Link heard voices. He couldn't make out what they said, but they sounded... Surprised? Afraid? Angry? He could only make out one word: "...sleep!" His eyes closed.

Yet the singing didn't fade:

"And the sands, oh the sands, will welcome you, come the time, for the longest rest..."

...

"Kid! Kid, damn you, Farore gave you life and she can't take it away yet!"

Link groaned a garbled phrase. He wondered if it was some amalgam of old Gerudo and Hylian. His eyelids danced an old memory of his first swears being old Gerudo, and he smiled. The tribe had converted their language to Hylian long, long before he or anyone else came into the world, but fragments of the old language had stayed. Old habits from the elders only died with them, but bits would continue on with the young. In fact that Windfish ballad was old Gerudo... Now he remembered that...

"Why in the name of the Generous Golden Goddesses are you smiling like an idiot and speaking like a newborn?!"

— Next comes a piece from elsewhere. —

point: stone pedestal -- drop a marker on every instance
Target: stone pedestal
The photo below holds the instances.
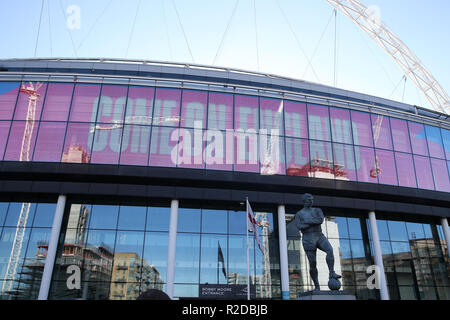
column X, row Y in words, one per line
column 326, row 295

Link finally opened his eyes, his smile fading away. The pain in his chest finally registered and he began violently coughing. Every exhale sent a shockwave through him; perhaps there was a bit of blood lingering in his coughs.

"Easy, easy... it's a good miracle you're not worse." Link finally recognized Mutoh's voice, and croaked some reply. The man sat back, "You are the biggest fool around to not run when you see a Goron charging after you."

"You said... they were... unwelcoming." Link protested. He swore Din's name internally at how much he hurt. "Not... Violent..." He added, "Damn... You."

Mutoh laughed and smacked Link's back out of habit, unintentionally setting off another string of pained hacking. Link sat back and sighed. This was going to be thougher than he figured. Wasn't it always?

Mutoh turned to an old woman and shook her hand, "Thank you, Granny."

Link turned his head to her, and asked, "You... helped me?" His features screwed up; he was worse than this before, but how long had passed while he was under?

"My red potion never fails, my dear." She told Link, "The only thanks I need is to never see you again."

Link figured this was rude at first, but then his jumbled mind pieced together that she meant seeing him as a patient. But red potion... Link knew that was a rarity in the desert. He heard Granny ask 10 rupees for her service (at a discount, she even said, noting her charitable mood). He closed his eyes, trying to quell his anger. If he was home, he'd be dead. And now here he was in a country right next door being saved for a paltry 10 rupees. It made his already sick stomach unbearably ill with anger.

But it was forced down. He owed his thanks and it wouldn't be properly paid with him spitting in rage. "Thank you for helping me, I owe you." He said.

"Just 10 rupees and serendipitous timing, it's not a big deal." Mutoh replied, "You should be well enough to walk around in about an hour's rest."

"I'd be dead by now." Link said again, firmly, "I owe you my deepest gratitude."

Mutoh finally just shrugged off Link's thanks, "I'm telling ya it wasn't a big deal."


And thus Link learns the wrath of cuccoos and Goron alike.